Também a insegurança sentida perto do bairro da Pasteleira permanece, com as principais queixas a recaírem sobre assaltos a viaturas, consumo e venda de droga nas ruas. Como tal, no início de fevereiro deste ano, a Associação de Moradores do Bairro das Condominhas contratou dois guardas-noturnos – cuja presença é assegurada por uma quota mensal de 20 euros de cada membro da associação. Sobre o assunto, Cristina Bacelar, uma das fundadoras, sublinhou, em declarações ao Jornal de Notícias, que considera inadmissível que “tenham de ser os moradores a fazer turnos para que exista o mínimo de segurança”.
Também no início de fevereiro, durante uma entrevista à SIC Notícias, Rui Moreira reforçou o apelo à ação do governo, referindo que a polícia municipal “não pode intervir na proteção e segurança dos cidadãos”. Realça que o clima de insegurança se tem agravado e que, no seguimento do desmantelamento do acampamento em janeiro, são cada vez mais os edifícios devolutos que têm sido ocupados por toxicodependentes.
Mais ainda, o autarca afirmou que “não há meios nem vontade política em tratar disso”, aludindo ao facto de, no ano de 2022, serem reencaminhadas para o Serviço de Intervenção nos Comportamentos Aditivos e nas Dependências (SICAD) “metade das pessoas”, comparativamente a 2015.
O que dizem as associações de consumidores?
No início deste mês, uma carta aberta dirigida a Rui Moreira (publicada no jornal Público) foi assinada por associações, profissionais de saúde e investigadores, a propósito do apelo à criminalização do uso de drogas.
No documento é mencionada a falta de “albergues na cidade que acolham as necessidades específicas das PUD [Pessoas que Usam Drogas]”. É igualmente referido o facto da criminalização do uso de drogas ser apresentada como uma forma de dissuadir o recurso a estruturas de apoio social e de saúde.

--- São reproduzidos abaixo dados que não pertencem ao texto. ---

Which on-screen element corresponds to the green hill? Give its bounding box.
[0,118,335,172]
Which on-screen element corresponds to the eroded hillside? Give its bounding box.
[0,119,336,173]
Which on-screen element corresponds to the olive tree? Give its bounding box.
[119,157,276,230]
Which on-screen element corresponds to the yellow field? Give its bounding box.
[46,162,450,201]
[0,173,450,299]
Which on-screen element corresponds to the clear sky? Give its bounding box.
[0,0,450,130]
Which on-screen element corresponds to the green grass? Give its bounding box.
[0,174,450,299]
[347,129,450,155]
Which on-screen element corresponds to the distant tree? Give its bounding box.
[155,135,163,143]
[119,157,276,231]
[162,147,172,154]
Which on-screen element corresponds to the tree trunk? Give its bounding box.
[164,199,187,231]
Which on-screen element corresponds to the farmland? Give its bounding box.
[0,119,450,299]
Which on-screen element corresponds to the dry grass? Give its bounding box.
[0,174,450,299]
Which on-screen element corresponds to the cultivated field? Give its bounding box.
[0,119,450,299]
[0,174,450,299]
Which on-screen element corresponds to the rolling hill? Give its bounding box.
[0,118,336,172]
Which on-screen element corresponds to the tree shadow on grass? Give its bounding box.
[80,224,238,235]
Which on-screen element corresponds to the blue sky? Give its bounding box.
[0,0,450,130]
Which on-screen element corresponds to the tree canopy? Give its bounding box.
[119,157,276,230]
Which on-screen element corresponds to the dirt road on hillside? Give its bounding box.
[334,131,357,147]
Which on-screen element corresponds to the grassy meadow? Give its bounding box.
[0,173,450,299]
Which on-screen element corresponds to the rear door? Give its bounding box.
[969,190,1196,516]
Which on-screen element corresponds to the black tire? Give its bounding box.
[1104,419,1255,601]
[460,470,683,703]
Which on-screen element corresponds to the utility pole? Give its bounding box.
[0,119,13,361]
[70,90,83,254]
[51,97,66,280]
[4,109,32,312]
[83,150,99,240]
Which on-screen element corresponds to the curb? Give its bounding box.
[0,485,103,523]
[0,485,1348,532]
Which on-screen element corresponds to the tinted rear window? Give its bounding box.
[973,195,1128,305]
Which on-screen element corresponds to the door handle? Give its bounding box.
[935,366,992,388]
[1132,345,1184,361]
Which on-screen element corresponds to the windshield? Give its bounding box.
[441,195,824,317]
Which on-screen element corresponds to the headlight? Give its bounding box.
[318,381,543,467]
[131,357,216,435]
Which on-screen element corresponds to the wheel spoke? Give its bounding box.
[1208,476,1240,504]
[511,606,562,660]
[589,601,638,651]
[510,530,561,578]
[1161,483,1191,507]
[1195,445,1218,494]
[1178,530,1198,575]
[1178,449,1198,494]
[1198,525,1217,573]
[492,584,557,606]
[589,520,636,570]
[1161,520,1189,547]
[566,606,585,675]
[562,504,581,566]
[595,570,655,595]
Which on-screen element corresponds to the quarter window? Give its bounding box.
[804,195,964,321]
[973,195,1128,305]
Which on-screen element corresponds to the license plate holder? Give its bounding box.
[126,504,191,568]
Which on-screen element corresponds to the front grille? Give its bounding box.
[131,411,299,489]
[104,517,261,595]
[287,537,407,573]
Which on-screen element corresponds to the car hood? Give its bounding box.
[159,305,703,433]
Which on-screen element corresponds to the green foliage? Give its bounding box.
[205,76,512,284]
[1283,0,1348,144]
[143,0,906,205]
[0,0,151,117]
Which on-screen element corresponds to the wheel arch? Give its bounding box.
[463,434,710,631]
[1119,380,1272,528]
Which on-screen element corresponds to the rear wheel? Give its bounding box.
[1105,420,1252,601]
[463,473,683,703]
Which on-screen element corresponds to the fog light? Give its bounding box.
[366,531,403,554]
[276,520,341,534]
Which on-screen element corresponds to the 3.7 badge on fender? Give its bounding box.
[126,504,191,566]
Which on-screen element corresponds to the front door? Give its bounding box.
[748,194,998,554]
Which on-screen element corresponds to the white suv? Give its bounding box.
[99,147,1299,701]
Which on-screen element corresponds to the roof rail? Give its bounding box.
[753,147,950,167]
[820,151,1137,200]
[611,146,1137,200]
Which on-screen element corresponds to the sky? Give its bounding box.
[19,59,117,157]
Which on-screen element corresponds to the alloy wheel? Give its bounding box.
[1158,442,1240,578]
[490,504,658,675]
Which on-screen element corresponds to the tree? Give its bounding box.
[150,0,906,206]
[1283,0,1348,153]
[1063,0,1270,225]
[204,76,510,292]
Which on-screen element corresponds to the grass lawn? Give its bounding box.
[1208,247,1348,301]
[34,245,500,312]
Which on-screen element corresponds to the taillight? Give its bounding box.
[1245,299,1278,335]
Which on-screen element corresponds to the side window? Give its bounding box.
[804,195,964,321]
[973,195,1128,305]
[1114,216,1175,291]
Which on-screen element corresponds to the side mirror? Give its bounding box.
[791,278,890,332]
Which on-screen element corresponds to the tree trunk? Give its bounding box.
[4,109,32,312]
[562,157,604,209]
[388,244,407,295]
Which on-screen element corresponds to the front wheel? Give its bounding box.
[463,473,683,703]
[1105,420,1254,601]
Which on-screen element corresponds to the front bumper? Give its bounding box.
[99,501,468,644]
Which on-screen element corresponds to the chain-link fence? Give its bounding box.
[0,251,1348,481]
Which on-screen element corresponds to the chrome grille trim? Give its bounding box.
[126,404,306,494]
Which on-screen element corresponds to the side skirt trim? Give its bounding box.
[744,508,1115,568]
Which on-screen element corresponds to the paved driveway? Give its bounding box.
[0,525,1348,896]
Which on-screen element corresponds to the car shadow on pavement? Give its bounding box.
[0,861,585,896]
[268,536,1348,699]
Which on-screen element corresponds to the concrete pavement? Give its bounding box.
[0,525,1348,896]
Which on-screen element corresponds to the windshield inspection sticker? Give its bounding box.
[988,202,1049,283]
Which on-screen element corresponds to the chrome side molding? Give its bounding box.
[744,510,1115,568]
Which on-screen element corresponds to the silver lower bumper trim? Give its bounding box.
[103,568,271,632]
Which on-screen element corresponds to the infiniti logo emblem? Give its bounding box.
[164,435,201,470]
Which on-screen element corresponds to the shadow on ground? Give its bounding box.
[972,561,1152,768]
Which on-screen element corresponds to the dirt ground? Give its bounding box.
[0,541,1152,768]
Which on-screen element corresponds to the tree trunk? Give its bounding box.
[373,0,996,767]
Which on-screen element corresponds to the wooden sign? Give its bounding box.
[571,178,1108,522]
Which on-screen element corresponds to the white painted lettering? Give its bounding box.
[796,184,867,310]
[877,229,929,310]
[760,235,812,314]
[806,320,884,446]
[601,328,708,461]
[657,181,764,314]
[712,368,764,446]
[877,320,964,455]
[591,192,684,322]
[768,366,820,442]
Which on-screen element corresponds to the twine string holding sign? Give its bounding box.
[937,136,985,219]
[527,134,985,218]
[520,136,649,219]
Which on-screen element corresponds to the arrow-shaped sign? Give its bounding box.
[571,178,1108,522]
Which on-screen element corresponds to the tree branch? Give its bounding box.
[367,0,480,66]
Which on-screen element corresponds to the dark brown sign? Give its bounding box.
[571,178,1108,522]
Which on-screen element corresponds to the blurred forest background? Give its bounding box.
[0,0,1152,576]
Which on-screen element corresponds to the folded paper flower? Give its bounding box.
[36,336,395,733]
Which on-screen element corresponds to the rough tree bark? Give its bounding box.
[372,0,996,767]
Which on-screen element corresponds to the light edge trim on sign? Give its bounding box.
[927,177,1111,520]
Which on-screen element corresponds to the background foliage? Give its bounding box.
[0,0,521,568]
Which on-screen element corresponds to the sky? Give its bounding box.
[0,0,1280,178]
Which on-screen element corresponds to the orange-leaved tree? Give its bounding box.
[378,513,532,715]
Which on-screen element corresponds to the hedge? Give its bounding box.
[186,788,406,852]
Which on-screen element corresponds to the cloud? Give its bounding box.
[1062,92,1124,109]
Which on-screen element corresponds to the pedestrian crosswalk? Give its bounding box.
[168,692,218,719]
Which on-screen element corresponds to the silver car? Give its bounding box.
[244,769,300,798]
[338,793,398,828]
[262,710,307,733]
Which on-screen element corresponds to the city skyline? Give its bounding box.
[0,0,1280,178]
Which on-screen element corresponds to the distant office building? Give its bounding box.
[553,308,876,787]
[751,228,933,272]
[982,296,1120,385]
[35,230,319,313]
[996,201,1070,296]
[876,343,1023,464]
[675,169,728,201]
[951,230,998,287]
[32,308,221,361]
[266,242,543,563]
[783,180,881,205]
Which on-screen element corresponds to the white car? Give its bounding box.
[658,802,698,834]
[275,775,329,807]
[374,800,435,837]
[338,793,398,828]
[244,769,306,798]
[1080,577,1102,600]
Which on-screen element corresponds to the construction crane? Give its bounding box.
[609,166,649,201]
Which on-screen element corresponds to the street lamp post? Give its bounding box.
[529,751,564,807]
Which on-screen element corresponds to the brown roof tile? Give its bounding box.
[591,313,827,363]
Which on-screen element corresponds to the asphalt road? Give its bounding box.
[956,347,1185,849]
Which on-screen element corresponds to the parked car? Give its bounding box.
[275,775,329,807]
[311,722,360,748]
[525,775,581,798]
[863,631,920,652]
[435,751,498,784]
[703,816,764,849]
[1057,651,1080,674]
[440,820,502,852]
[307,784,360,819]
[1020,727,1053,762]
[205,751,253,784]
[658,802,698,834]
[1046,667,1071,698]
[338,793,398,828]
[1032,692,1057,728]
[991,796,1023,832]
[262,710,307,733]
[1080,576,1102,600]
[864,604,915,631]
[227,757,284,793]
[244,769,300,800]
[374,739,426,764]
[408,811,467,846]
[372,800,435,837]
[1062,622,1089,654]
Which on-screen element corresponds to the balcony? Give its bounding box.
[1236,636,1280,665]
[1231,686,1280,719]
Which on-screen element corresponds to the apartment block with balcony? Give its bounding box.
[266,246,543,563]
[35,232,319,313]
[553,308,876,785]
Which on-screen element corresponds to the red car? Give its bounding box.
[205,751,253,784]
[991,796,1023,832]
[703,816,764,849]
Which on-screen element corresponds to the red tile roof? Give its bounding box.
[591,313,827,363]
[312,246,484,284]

Uma das associações que assinou a carta aberta foi a CASO – Consumidores Associados Sobrevivem Organizados. Rui Coimbra, presidente da entidade, admite ao JPN que são solidários com os moradores dos bairros do Porto e que “ninguém gostaria de ter um grupo de pessoas a usar drogas à porta de casa”.
Ainda assim, a CASO considera que a generalidade das declarações feitas por Rui Moreira “criam uma ilusão” que distorce a realidade dos consumidores de rua. Para Rui Coimbra, o utilizadores têm sido retratados sob uma imagem “exibicionista” para chocar e provocar pessoas.
O presidente do grupo critica Rui Moreira pela “toma de uma das partes”, que significa uma “perda de independência e neutralidade” na gestão do problema. “As pessoas não consomem na rua porque querem. Quem tem casa consome em casa”, completa.
Uma das propostas da autarquia portuense para combater o uso de drogas foi a abertura de uma sala de consumo assistido no bairro da Pasteleira. Sobre o assunto, Rui Coimbra não nega a eficácia do projeto, contudo considera que “não se pode esperar que uma gota de água de resposta possa responder a toda a problemática que aquela zona da cidade tem”. Desta forma, o presidente da CASO volta a insistir na necessidade de serem criados abrigos para albergar consumidores em circunstâncias difíceis.
As críticas estendem-se às ações do governo. Rui Coimbra considera que a extinção do Instituto das Drogas e Toxicodependência, em 2011, tornou a situação mais difícil de ser gerida. Distribuir responsabilidades entre o Serviço de Intervenção nos Comportamentos Aditivos e nas Dependências (SICAD) e as Administrações Regionais de Saúde (ARS), impossibilita um “diálogo direto” e dificulta a resolução de problemas, conclui o presidente da CASO.